Patrick isn’t planning to seek out Petty (“I don’t know why I would,”) which is the same strategy she employed last year when Petty’s son, Kyle, referred to her as “a marketing machine” and not a race car driver. Patrick said Kyle Petty eventually sought her ought for a “lengthy” conversation, and she was pleased that the furor spawned “so many positive articles.

“More than anything, I love the conversation it creates,” she said. “Across the board, it makes sports interesting. It makes life interesting when people have different perspectives. That’s fine with me. … It really just doesn’t matter. It’s interesting conversation. I’m fortunate I’m in it.”

It’s the second year in a row that Patrick was the focus entering the daylong media sessions for NASCAR’s season-opening crown jewel, which is Feb. 23.

Last year, she answered questions for the first time about her relationship with fellow driver Ricky Stenhouse Jr. Her eyes lit up Thursday when asked about what the couple was doing for Valentine’s Day (“I’m a girl, don’t ask me,” she said, adding there probably would be a dinner date Friday).

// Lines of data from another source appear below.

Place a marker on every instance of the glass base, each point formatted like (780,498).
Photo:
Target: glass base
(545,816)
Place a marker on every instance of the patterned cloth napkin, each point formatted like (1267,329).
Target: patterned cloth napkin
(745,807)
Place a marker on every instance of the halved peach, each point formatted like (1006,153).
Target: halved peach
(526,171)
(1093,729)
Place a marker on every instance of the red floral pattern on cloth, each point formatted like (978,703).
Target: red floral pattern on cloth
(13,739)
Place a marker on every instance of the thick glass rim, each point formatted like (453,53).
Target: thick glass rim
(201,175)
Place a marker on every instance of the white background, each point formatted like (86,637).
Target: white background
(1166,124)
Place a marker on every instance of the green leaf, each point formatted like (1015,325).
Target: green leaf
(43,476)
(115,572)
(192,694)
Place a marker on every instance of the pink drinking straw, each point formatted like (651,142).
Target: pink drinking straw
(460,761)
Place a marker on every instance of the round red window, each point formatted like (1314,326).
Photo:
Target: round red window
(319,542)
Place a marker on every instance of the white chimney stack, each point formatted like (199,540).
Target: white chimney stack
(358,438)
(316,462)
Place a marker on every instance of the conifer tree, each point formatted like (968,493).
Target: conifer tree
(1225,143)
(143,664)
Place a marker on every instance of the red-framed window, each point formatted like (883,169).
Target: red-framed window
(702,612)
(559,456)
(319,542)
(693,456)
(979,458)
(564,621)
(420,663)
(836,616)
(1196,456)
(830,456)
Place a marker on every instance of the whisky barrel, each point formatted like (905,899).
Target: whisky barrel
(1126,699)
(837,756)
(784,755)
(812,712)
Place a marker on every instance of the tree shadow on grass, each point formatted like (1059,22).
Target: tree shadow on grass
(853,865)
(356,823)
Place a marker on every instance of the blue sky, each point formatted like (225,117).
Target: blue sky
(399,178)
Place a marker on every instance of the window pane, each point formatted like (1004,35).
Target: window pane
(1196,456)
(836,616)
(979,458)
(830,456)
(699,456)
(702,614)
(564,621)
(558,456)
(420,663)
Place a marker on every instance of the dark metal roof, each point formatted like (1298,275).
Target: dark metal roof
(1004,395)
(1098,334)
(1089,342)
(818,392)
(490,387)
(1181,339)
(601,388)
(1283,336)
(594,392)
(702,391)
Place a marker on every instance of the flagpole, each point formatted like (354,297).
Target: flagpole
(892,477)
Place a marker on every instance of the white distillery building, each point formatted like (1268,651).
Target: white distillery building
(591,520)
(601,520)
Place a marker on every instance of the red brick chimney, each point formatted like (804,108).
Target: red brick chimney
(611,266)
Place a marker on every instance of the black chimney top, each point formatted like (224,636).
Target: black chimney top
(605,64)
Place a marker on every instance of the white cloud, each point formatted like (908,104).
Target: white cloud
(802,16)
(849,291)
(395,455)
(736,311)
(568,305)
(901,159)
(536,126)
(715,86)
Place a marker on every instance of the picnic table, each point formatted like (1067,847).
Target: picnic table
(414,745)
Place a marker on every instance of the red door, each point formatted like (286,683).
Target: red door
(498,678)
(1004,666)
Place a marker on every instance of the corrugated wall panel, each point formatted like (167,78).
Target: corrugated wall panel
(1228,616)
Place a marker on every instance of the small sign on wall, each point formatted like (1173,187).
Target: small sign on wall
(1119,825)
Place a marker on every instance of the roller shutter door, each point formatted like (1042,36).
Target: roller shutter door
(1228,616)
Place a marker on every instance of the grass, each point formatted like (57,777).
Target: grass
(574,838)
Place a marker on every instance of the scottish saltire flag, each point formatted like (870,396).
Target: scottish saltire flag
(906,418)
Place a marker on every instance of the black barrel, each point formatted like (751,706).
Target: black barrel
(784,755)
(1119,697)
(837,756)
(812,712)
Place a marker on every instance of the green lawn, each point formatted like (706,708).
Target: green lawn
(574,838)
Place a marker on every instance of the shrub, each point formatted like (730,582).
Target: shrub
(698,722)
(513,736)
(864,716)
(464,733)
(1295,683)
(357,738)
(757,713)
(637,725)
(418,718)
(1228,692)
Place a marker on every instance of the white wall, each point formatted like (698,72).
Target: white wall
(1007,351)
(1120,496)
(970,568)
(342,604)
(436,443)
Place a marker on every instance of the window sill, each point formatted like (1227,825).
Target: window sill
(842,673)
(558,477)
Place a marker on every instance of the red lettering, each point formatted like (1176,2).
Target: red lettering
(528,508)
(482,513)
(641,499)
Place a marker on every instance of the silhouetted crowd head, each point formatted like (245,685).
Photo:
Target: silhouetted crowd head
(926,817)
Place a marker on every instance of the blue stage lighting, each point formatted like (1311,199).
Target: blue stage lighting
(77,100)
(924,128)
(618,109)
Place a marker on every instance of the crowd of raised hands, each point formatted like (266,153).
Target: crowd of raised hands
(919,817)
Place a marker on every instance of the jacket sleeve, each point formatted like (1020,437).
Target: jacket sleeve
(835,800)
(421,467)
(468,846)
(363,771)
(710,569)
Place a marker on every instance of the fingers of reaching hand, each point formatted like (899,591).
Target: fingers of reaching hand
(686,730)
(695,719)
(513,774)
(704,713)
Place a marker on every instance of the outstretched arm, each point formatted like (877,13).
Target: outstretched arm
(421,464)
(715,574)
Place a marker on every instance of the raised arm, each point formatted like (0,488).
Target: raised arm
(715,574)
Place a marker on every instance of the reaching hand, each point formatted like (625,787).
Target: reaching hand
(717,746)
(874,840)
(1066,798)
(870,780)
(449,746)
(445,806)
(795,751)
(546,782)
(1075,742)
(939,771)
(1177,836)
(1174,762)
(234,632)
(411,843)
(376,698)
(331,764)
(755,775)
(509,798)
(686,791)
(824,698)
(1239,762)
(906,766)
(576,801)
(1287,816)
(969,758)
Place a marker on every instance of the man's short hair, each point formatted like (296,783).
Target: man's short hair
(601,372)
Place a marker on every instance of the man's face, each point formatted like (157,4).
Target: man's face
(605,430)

“See how much happier I am when I talk about Ricky?” she asked with a laugh. “I wish I was still doing it. We both look back and are like, ‘Remember what last year was like?’ I just remember it being fun.”

After missing the event last year, Patrick and Stenhouse will compete in the Sprint Unlimited, an exhibition race Saturday night for last year’s pole winners.

Patrick, who hasn’t won in 106 starts across the Nationwide and Sprint Cup circuits, is optimistic about her chances of a breakthrough at Daytona. Last year, she became the first woman to capture a pole in NASCAR’s premier series and finished a career-best eighth in the Daytona 500.

“My team builds great speedway cars and I feel very comfortable,” she said. “I feel like it could definitely happen.”